Autodesk Spark 3D printer plans open-source for ubiquity

The 3D printer market is getting some new competition, with Autodesk not only revealing its own 3D printer and the Spark software to run it, but making the design of each open-source so that other firms can use them. The unnamed printer will not only go on sale from Autodesk later in 2014, but be compatible with printing materials from a wide range of suppliers, the company says, rather than locking owners into one proprietary standard.

Exactly which materials those will be is unclear at this stage, with Autodesk yet to confirm the bulk of the hardware details on the new printer.

However, rather than the traditional extrusion system used by most 3D printers currently available, Autodesk has looked instead to stereolithography, where plastic resin is selectively hardened in successive layers using an ultraviolet laser.

What the company has said is that it aims to shake up the 3D printing space and additive manufacturing, working alongside a variety of – also unnamed – existing printer makers in the process. One of the key goals is to reduce the amount of waste, not to mention trial-and-error, that's currently involved with the technology.

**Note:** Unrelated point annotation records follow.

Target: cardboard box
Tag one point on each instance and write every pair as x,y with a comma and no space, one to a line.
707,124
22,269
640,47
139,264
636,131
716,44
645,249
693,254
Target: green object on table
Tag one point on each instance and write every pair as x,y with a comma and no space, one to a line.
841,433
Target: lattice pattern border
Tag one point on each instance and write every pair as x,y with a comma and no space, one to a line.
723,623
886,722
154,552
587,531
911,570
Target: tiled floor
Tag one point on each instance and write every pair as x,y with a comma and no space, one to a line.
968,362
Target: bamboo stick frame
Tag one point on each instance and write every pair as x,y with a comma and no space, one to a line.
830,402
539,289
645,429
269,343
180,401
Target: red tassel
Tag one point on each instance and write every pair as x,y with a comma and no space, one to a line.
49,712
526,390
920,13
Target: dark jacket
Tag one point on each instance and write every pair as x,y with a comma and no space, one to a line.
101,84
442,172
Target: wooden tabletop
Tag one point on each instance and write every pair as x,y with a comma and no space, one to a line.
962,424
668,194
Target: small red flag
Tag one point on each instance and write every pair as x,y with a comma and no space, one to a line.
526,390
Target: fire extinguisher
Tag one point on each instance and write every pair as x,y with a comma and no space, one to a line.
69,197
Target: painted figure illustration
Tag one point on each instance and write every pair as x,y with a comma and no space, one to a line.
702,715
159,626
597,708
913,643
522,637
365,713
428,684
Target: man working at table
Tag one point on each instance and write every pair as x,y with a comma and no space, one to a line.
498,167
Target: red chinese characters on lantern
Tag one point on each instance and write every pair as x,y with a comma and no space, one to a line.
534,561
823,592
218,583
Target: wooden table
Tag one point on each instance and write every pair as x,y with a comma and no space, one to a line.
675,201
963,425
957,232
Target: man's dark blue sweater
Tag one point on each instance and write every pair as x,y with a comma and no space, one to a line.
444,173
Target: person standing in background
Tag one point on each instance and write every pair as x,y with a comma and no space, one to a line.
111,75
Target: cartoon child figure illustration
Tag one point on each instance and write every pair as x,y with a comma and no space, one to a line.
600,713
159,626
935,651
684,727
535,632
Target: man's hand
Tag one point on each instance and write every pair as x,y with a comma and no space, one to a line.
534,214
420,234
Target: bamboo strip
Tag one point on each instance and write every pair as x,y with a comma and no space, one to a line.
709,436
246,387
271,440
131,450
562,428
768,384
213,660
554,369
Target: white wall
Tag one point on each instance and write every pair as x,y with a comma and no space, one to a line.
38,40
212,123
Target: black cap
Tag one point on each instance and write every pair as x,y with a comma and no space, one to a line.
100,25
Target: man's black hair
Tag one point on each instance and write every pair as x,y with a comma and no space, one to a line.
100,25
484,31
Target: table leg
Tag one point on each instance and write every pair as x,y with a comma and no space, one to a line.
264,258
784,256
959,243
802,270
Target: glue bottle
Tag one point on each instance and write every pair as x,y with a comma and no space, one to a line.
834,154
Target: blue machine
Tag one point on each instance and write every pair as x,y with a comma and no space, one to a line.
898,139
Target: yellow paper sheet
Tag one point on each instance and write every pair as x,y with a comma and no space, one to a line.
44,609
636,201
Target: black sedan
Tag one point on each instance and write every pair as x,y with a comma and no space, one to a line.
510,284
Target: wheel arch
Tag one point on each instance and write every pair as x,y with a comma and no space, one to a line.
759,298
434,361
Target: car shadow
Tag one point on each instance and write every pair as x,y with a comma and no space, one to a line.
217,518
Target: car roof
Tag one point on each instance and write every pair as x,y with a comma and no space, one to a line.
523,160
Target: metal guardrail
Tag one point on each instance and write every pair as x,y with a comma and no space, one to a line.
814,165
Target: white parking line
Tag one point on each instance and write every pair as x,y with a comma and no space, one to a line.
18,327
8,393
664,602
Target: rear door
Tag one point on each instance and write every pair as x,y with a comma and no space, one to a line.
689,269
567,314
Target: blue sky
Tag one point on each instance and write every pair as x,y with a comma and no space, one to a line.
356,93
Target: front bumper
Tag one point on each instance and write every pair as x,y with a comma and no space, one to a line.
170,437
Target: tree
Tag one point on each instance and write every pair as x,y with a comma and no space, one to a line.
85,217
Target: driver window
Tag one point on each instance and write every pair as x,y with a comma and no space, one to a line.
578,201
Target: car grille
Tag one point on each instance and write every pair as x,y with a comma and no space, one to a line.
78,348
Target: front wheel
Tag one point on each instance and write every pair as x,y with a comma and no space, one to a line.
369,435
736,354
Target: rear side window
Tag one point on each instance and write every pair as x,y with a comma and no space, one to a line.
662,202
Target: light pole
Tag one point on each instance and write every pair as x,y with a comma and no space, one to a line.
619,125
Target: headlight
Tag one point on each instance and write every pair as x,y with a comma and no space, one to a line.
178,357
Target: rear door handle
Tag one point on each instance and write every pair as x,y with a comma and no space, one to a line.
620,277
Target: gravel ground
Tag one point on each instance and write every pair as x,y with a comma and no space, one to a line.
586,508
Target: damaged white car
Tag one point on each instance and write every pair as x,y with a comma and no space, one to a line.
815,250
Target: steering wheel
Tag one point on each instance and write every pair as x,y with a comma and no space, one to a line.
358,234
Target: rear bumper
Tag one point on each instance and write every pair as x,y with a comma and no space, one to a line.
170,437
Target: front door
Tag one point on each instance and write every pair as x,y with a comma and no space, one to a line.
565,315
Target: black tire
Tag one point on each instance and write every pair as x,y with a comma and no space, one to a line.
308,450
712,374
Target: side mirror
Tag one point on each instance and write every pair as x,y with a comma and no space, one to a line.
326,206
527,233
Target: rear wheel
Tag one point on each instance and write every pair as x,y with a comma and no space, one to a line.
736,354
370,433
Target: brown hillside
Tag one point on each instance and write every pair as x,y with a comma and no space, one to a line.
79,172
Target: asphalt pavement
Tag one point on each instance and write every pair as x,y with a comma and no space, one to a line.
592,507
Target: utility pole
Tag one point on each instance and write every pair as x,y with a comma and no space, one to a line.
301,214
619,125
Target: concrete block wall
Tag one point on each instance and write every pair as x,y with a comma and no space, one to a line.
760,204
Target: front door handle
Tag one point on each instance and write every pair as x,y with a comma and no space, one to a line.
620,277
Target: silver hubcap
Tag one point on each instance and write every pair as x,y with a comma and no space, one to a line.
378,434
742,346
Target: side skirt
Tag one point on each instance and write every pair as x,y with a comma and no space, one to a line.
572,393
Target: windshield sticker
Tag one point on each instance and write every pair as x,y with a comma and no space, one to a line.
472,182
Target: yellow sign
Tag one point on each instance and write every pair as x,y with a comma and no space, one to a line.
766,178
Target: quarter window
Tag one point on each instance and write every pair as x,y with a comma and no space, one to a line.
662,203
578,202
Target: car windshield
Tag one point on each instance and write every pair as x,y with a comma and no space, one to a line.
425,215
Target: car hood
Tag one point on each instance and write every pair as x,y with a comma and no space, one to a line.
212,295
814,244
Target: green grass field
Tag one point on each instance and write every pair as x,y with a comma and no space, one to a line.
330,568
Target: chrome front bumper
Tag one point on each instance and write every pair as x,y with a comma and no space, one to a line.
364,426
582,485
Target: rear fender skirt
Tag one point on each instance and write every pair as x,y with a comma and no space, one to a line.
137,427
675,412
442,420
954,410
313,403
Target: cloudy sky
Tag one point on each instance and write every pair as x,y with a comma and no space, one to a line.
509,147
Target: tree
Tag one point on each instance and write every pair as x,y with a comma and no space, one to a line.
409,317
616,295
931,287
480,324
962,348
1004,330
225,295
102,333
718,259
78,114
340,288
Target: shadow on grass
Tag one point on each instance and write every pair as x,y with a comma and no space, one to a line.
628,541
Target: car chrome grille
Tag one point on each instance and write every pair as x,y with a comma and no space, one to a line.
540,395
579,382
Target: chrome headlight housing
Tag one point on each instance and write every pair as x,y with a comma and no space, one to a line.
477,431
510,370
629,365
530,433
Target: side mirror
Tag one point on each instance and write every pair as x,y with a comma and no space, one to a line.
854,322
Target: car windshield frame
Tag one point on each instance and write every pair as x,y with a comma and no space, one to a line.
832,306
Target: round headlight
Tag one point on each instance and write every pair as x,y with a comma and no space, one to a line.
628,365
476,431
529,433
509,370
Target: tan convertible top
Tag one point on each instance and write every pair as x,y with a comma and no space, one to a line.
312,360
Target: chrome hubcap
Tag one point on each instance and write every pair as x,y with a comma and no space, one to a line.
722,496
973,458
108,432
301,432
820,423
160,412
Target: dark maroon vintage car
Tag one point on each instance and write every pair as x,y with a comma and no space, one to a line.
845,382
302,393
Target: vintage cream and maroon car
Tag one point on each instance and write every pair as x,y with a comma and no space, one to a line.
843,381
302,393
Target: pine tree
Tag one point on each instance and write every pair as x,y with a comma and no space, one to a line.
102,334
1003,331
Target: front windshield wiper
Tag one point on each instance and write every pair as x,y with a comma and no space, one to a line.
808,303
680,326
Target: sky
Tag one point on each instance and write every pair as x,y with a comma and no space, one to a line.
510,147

To that end, Spark will apparently streamline the way digital information is communicated to 3D printers "making it easier to visualize prints and optimize them without trial and error," Autodesk promises.

Those grabbing the open plans will be able to iterate on both the hardware and the software, though obviously the cascading open-source rules will apply. Final pricing for Autodesk's version is expected to be in the region of $5,000, with the company looking beyond home users, at least initially.